It’s Time to Reinvent Democracy - whack
https://outlookzen.com/2013/11/06/its-time-to-reinvent-democracy/
======
r2b2
To fix democracy we need to decrease divisiveness / polarization / party
orthodoxy, and increase collaboration / independent thought.

Steps that reduce the 2-party power, and increase individual power (Ex.
widespread ranked choice / runoff voting) would have major benefits.

------
llimos
The big and obvious problem with any variation of this approach is always
going to be "who gets to pick _x_ ", where _x_ can be

\- The system used

\- The criteria for who gets a voice and who doesn't, and how much of a voice

\- What is called a 'representative sample'

\- Etc., etc., etc.

There are only two systems that solve this problem.

Democracy (partially), by effectively abdicating responsibility and saying
there are no such criteria.

And religion, where if the rules come from a universally accepted Higher
Source, clearly that's who gets to pick _x_ and will be accepted by anyone who
accepts the Higher Source.

------
musicale
The primary advantage of democracy vs. most other systems (authoritarian,
monarchy, etc.) is that leaders can be voted out of office.

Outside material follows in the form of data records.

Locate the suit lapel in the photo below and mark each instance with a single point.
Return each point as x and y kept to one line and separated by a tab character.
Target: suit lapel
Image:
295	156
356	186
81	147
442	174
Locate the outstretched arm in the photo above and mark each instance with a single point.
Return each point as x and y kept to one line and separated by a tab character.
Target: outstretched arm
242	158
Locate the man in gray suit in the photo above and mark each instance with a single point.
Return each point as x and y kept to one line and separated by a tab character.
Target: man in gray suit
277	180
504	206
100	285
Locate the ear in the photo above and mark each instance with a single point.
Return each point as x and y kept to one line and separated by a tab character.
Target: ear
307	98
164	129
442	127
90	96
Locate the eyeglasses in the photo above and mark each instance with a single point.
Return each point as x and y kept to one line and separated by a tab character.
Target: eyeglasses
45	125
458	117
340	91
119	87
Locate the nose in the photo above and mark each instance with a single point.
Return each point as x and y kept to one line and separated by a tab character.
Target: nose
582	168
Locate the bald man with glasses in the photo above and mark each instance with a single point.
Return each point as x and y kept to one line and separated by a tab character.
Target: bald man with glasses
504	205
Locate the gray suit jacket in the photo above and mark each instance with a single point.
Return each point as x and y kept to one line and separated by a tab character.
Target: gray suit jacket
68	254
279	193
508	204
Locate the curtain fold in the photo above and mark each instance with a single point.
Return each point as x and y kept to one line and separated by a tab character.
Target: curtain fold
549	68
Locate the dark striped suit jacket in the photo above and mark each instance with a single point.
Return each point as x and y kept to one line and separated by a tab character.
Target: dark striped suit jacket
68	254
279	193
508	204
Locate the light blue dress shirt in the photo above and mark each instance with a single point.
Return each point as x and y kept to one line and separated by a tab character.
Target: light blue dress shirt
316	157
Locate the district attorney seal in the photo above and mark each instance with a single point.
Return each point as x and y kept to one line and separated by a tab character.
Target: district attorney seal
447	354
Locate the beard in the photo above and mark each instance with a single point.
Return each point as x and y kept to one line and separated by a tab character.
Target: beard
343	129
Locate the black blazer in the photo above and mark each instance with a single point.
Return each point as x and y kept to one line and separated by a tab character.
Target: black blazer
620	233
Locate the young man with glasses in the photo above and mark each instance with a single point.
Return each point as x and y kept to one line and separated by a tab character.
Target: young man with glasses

The primary disadvantage, as noted in the article, is the tyranny of the
majority.

------
musicale
> Google’s search engine works so well, precisely because it relies on
> credibility-based differential voting power

I guess this explains why web search results no longer appear on the first
page?

------
IXxXI
That moment when those who lack the slightest clue what's broken with
democrazy.

Decide they want to reinvent it.

What could go wrong.

------
curation
Yes. Pro-Slavery Democracy cat is out of the bag.